Por Material fornecido pela equipe no NEAB Encrespar
21/11/2025

(Foto: ENCRESPAR)

Em celebração à data alusiva ao Dia da Consciência Negra (20 de novembro), o Núcleo de Estudos sobre Africanidades, Diáspora e Populações Negras – NEAB ENCRESPAR, da UNEMAT, campus de Sinop, nos convida a refletir sobre a luta histórica dos povos negros desde a diáspora africana.

Nesse sentido, a professora e pesquisadora Claudia Miranda da Silva Moura Franco, membro do NEAB Encrespar e do Coletivo Negras Mato-Grossenses, nos faz um convite a refletirmos sobre o 20 de novembro:

Sobre pontos de partida

O vinte de novembro é uma data representativa, porque nos convoca a lembrar um homem que morreu lutando pela liberdade, e não apenas a sua, mas a liberdade como horizonte coletivo. Quando arrancaram a cabeça de Zumbi, imaginaram que a morte daria conta de apagar o símbolo; ignoravam que sangue derramado, quando é sangue de luta, germina. Na terra marcada por sua execução, nasceram sementes, sementes de memória, de insubmissão, de consciência.

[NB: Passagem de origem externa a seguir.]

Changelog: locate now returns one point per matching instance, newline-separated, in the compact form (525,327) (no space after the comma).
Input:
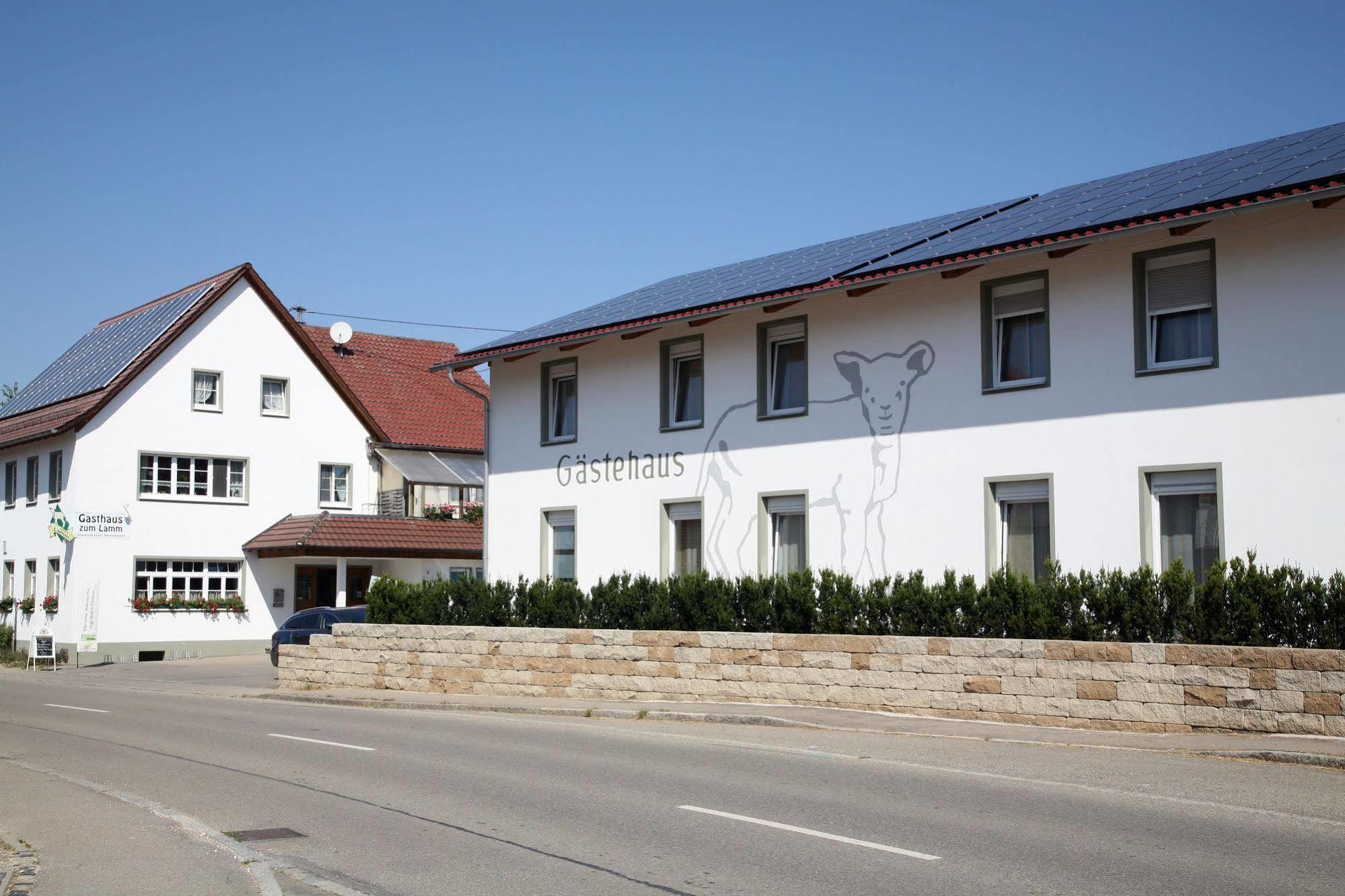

E é justamente desse lugar, o da consciência, que tantas trajetórias negras se refazem. Nem sempre por caminhos tranquilos; quase sempre por rupturas, dores e confrontos. O que nos faz ter a certeza de que não somos uma unidade social pacífica, muito menos conscientemente democrática. Os desafios que permeiam a Raça e o Gênero nesse país nos fazem estremecer diante de fatos e dados que contradizem o mito da democracia racial.

 É preciso assumir um lado, uma narrativa, enxergar uma história coletiva, invisibilizada pela falácia da pacífica sociedade brasileira. Eu escolho um lado, escolho uma voz, pois a minha voz “ainda ecoa versos perplexos com rimas de sangue e fome” (C. Evaristo). Assumir um lado da história requer coragem, coragem atravessada por dúvidas que sempre me cercearam, e tenho certeza que a muitos de vocês também:

 “você nem é tão escura”, “esses beiços que...”, “esses dentes tão...”, “tão morena”, “café com leite”. Sempre tão classificada, tão excepcional por ser, estar ou ocupar um espaço em que, para justificar o estar ali, é preciso aceitar a palidez do pardo, a insensatez de ter que escrever com letras encardidas, amareladas, sujas, minha história que nunca foi só minha, em papel alvo como escolheram ser.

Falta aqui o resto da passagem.